Use type="importmap-shim" (not importmap). The runtime uses the shimmed flavour so that it keeps working after Angular, React or any other framework has already started evaluating modules. If you remove es-module-shims, loadRemoteModule will fall back to native import() — but the injected map will not be honoured, and remote imports will fail.

3. Split your bootstrap

Federation must install the import map before any module that depends on a shared external is evaluated. The idiomatic way to guarantee that is to split main.ts into a tiny entry file that calls initFederation and then dynamically imports the real bootstrap:

// src/main.ts
import { initFederation } from '@softarc/native-federation-runtime';

initFederation({
  mfe1: 'http://localhost:3001/remoteEntry.json',
})
  .catch(err => console.error(err))
  .then(() => import('./bootstrap'))
  .catch(err => console.error(err));
// src/bootstrap.ts — what main.ts used to contain
import './app/app';   // or your framework's bootstrap call

The dynamic import('./bootstrap') is the important bit: it forces your bundler to emit the real app as a separate chunk that only loads after initFederation resolves. Without the split, the app chunk would evaluate before the import map exists, and any shared dependency would be pinned to the host-bundled copy.

4. Call initFederation

initFederation accepts either an inline remotes map or a URL to a manifest JSON. Inline is fine for a fixed topology; a manifest lets you ship the same build to different environments.

// Inline — remotes known at build time
initFederation({
  mfe1: 'http://localhost:3001/remoteEntry.json',
  mfe2: 'http://localhost:3002/remoteEntry.json',
});

// Manifest — remotes resolved at runtime
initFederation('/assets/federation.manifest.json');

The manifest itself is just { "<remoteName>": "<remoteEntry.json URL>" }. See initFederation for the full signature, options, and error-handling behaviour.

5. Load a remote module

Once initFederation resolves, any registered remote's exposed modules can be loaded by name.

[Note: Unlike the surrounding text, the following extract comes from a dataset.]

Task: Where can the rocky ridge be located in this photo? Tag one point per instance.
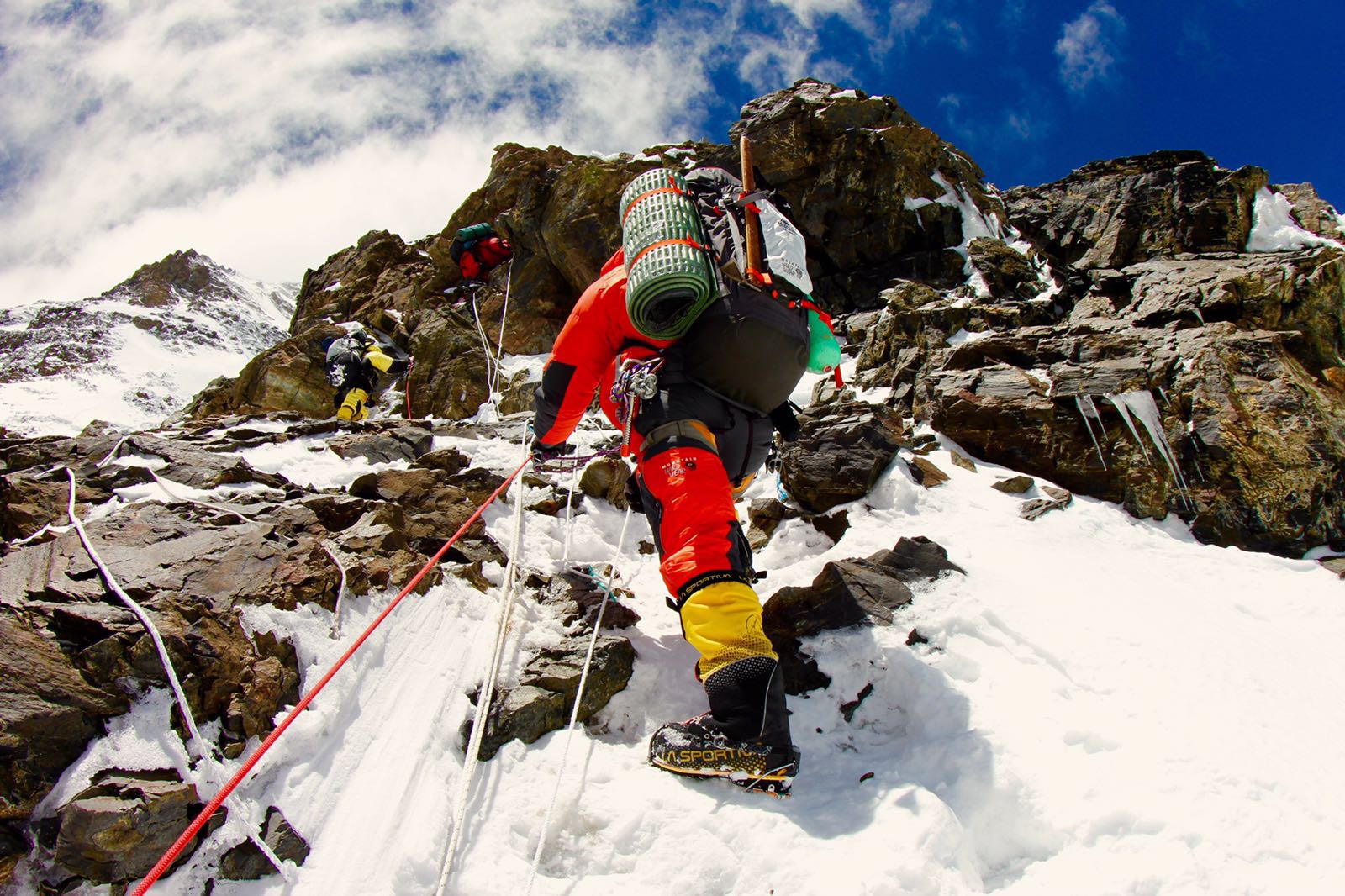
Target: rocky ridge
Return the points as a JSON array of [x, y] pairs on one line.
[[1109, 333], [138, 351]]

The short form takes a remote name and an exposed key:

import { loadRemoteModule } from '@softarc/native-federation-runtime';

const { AppComponent } = await loadRemoteModule('mfe1', './Component');

The exposed key is exactly the string under exposes in the remote's federation.config.js. The longer object form adds lazy registration and a fallback value — see loadRemoteModule.

6. On the remote side

A remote also calls initFederation during its own bootstrap — but passing an empty (or self-referential) remotes map. The purpose is not to load other remotes, but to register the remote's own shared dependencies into the import map so its code resolves them to the bundled versions:

// remote src/main.ts
import { initFederation } from '@softarc/native-federation-runtime';

initFederation({})
  .catch(err => console.error(err))
  .then(() => import('./bootstrap'))
  .catch(err => console.error(err));

A remote is still a deployable web app in its own right — it just happens to also expose modules. The same bootstrap split applies.